Peygamberimiz, Resulü Ekrem, Müezzini Hz. Bilâl sabah namazı okurken uyanmamış. Hz. Bilal kapıyı şiddetle vurarak, 'Esselatu hayrun minen nevm Ya Resulallah" diye iki defa bağırmış. Resulü Ekrem hemen uyanmış ve hücresinden kapıya çıkarak , “Bu çok güzel ya Bilal daima söyle demiştir.”
Gençliğin gaflet uykusu onu bazen içine alır uyuturdu. Fakat çoğunlukla babasının sesi uyandırırdı.

Üniversiteyi kazanıp başka bir şehirde nur dershanelerinde kalmaya başladığı zamanlarda sabah namazında kapıyı açıp ışığı yakıp “ Namaz, sabah namazı… “ diyen kardeşlerine kızardı fakat bir şey diyemezdi..

Kendisi sabah namazına uyandırırken kapıyı açar;"Esselatu hayrun minen nevm" kardeşler.. Namaz uykudan hayırlıdır” diye seslenirdi.

O yıllarda aslında babasının sesi hep onu sabahları namaza kaldırırdı.

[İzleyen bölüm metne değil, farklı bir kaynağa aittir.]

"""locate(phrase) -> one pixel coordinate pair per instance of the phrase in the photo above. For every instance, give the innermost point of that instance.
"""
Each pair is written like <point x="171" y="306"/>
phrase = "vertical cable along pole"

Sabah namazının farzını kıldıktan sonra yatak odasının kapısına gitti içeriye babası gibi davudi bir sesle seslendi.

Genç kadın eşinin sesi ile uyandı. “Uykuda çok tatlı ama diye.. “içinden geçirdi. Sağ tarafına döndü. Genç kadın, yeşillikler içinde ağaçların altında oturuyordu.. Kuş sesleri geliyordu. Çocukları koşturuyordu. Beyaz bir tavşan önlerinden koşarak geçti.. Eşi biraz ötede namaz kılıyordu.. Önlerinde akan dereye doğru yürüdü eğilip abdest almaya başladı ayaklarını yıkarken eşinin sesini duydu; “Namaz uykudan hayırlıdır.”

Uyanır gibi oldu… Tekrar uykuya daldı… Loş karanlık bir dehlizdeydi. Dehliz kırmızı tuğlalarla örülmüştü. Ezan sesi duyuyordu. Ezana doğru koşuyordu. Yorulmuştu.. Korkmuştu.. Bir anda dehlize su dolmaya başladı. İlerde bir ışık gördü. Işığa koşmaya başladı, su beline gelmeye başladı. Durdu sudan abdest almaya başladı.. Bu sırada eşinin sesini duydu; ;"Esselatu hayrun minen nevm”.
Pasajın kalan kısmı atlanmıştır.